Here, for instance, are Wiley and Leonie, just introduced, settling down rather cold-bloodedly to a long exploratory session of messing around. The flow of thought is mostly that of Wiley-at-the-moment, though sometimes he stands outside himself (observing “the boy”), sometimes he addresses the reader directly as “you,” while the vocabulary slips from the semiclinical to the careless and kiddish.
Early phallicism.
It was locally conceivable—as dirty—with underneath stuff about death and war (around here) influencing people’s lives. I was interested in this stuff. I was someone half-girlish now but at a crossroads and about to be a man—maybe. So to whatever extent she was like me, she could imagine a man’s reality sprouting from her…her becoming a man…sort of….
This between her and me was a success thing but dark—and it felt deep and drowny, exhilarating, weird…like being in waves…deep water. I’m in deep—no safety—silent feelings. The kind of tone her lips had—what was conveyed in the touch of her lips in the so-called kiss—was that she was thinking about herself and she was kissing me.
She placated the boy with a certain notable potency of temporary affection…not an overwhelming weight of it. She wasn’t the testing kind—the kind that tested you with finality and huge hints of fucking. The first kisses only lightly—tactfully, cutely—touched on the scandal of my being male, if I can say it like that. I felt a little bit kidnapped by feelings. My lips and her lips, her voice and my voice were silenced except in kissing and in the feelings aroused by kissing—you crawl into the small, damp, shadowy tunnel of this stuff…the conduit of other stuff that moves toward you and in you until, in a sense, you are professionally male although as a beginner in the black tunnel of the moment at the edge of an obscure future…
There is a lot here that one can’t understand because it hasn’t been expressed but that can be imaginatively felt at least in part because it is apparently beyond expression. These indirections have to be somehow grasped before one can approach a sense of Brodkey’s book “as a whole.”
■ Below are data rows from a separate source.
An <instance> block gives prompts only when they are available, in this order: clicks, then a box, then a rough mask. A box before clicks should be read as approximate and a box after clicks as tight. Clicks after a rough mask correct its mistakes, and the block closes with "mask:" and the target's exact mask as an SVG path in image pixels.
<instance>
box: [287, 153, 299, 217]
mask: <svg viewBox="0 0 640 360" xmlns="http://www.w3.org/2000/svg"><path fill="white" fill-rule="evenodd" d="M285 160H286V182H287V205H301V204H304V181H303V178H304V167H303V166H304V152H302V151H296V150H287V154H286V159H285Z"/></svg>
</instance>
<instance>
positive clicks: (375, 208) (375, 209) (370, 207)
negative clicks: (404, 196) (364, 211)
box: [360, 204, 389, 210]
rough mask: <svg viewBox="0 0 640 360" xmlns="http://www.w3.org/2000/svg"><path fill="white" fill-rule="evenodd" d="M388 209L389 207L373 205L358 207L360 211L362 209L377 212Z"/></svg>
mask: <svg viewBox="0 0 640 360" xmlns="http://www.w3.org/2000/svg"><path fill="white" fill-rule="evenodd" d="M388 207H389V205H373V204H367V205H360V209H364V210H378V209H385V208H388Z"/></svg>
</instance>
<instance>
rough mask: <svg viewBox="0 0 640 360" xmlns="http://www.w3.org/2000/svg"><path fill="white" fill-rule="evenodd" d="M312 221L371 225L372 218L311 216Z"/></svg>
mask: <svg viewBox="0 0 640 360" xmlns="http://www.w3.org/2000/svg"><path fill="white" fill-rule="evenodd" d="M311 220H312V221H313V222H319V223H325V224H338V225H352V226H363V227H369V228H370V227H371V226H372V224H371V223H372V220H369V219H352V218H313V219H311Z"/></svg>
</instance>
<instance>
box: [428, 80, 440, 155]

“As a whole” may of course be the last way to consider The Runaway Soul; it can also be taken as a medley of Balkanized writings, a set of lectures, confessions, explorations, and masquerades, various as a good minestrone. It will not have symphonic coherence, but the reader, accepting the book as “variations on some themes,” will find in it both tests of his adaptive powers and a rising sense of exhilaration.